Come dire: se queste sono le novità escogitate dall’establishment regionale, alla già evidente rassegnazione si aggiungerà anche la disperazione. E ugual delusione l’han provata i rappresentanti di Cna e dei sindacati Cgil, Uil e Usb che si sarebbero aspettati dai due eccellenti esponenti della giunta zingarettiana ” un fermo “no” al biodigestore e alla parte che riguarda il gas naturale liquefatto” (ibidem).

Ma quali sono gli obiettivi principali da raggiungere entro il 2026 attraverso questo piano che ha destato perplessità anche da parte del sindaco Ernesto Tedesco e del presidente dell’Authority, Pino Musolino ? Principalmente le infrastrutture portuali per ospitare la filiera dell’eolico off shore, l’installazione di almeno 25MW di impianti fotovoltaici, la creazione di un hub per accumulo e distribuzione di energia prodotta da fonti energetiche rinnovabili e la produzione di 10.000t all’anno di idrogeno verde. “Tutto ciò perché – ha dichiarato Leodori – guardiamo ad un futuro sempre più sosteniibile. Con questo piano, nato grazie all’ascolto aperto alle osservazioni di tutti i soggetti coinvolti, diamo a Civitavecchia la chance di crescere e svilupparsi con una forte attenzione all’ambiente”(ibidem). Parole gonfie solo di enfasi? Mah.

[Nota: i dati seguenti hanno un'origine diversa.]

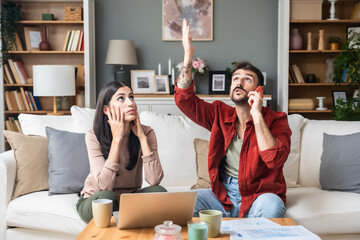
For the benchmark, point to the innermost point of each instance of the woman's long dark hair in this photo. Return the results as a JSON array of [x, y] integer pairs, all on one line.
[[102, 128]]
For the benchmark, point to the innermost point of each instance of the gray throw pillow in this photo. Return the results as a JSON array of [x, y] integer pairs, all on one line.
[[68, 161], [340, 163]]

Da rilevare tuttavia che non hanno provocato brividi al numero uno di Molo Vespucci, Musolino, il quale avrebbe preferito un maggiore coinvolgimento dell’Adsp nella stesura di un “materiale” così importante che in gran parte si occupa del porto. E come ricordato non s’è neppure spellato le mani il Primo Cittadino, che non ha potuto fare a meno di evidenziare la gigantesca contraddizione della Regione che da una parte si impegna a proporre temi che vanno nella direzione della sospiratissima transizione ecologica e dall’altra non esitano a dare il via libera ad un gasdotto che , sintonizzandosi sulla stessa lunghezza d’onda dell’’assessore all’ambiente Manuel Magliani, “è propedeutico all’installazione del mastodontico biodigestore”.

E i dubbi di Tedesco riguardo all’efficienza del Piano presentato da Leodori e Lombardi si fanno ancor più assillanti in quanto “si ha netta l’impressione – ecco la sua sottolineatura in grassetto - che sia stato redatto da professori universitari che si basano su concetti teorici e poco specifici per la realtà del territorio”. Beh, non si può non essere d’accordo dalla prima all’ultima parola dell’avvocato.

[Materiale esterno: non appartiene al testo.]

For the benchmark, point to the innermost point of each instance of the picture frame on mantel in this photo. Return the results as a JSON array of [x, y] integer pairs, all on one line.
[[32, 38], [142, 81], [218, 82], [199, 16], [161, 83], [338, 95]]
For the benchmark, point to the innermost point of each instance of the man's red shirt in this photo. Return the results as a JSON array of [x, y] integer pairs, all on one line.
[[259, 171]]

Il punto, perciò, è e resta che i buoni propositi - impressi sulla carta o meglio sui 300 fogli, per rendere “Civitavecchia più sostenibile, più solidale e più competitiva” nel giro di quattro anni se tutto filerà liscio come l’olio (e se pure non cambierà il quadro politico della Pisana: non è difatti scontato che il Piano sia l’ideale financo per eventuali nuovi governanti) - non si integrano con l’oggi che non riesce assolutamente ad andare d’accordo con la salubrità ambientale.

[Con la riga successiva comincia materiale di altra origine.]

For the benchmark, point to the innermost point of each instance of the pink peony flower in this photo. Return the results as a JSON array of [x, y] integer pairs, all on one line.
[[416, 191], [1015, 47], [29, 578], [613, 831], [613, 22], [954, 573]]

E in attesa del 2026 che verrà, si dovranno fare i conti con il carbone tornato prepotentemente alla ribalta (sic !) a seguito del conflitto in Ucraina e che non smetterà di bruciare prima del 2035 (amnmesso che sia questa la scadenza). Ma non è tutto. Non fosse bastata la forzata “convivenza” con il poco amato combustibile fossile, è stato confezionato e infiocchettato con cura il cadeau del biodigestore che, tanto per essere chiari, non è pensabile che si tratti di un investimento di poco conto (finanziario) nel senso che campeggerà nel bel mezzo di Monna Felicità per chissà quanti anni. Pertanto la città e il territorio, semmai avranno l’opportunità di familiarizzare con impianti di energia rinnovabile (che verrebbero salutati festosamente), saranno nel contempo sempre popolati da servitù cui poco anzi niente interesserà di (pre)occuparsi della qualità dell’aria.

E per i cittadini vivere finalmente in un ambiente sano e pulito , come sancito dal Consiglio per i diritti umani delle Nazioni Unite e come sarebbe sacrosanto che avvenisse in questa città sottomessa ai poteri forti col cuore di latta da oltre settanta anni , è solo un’illusione.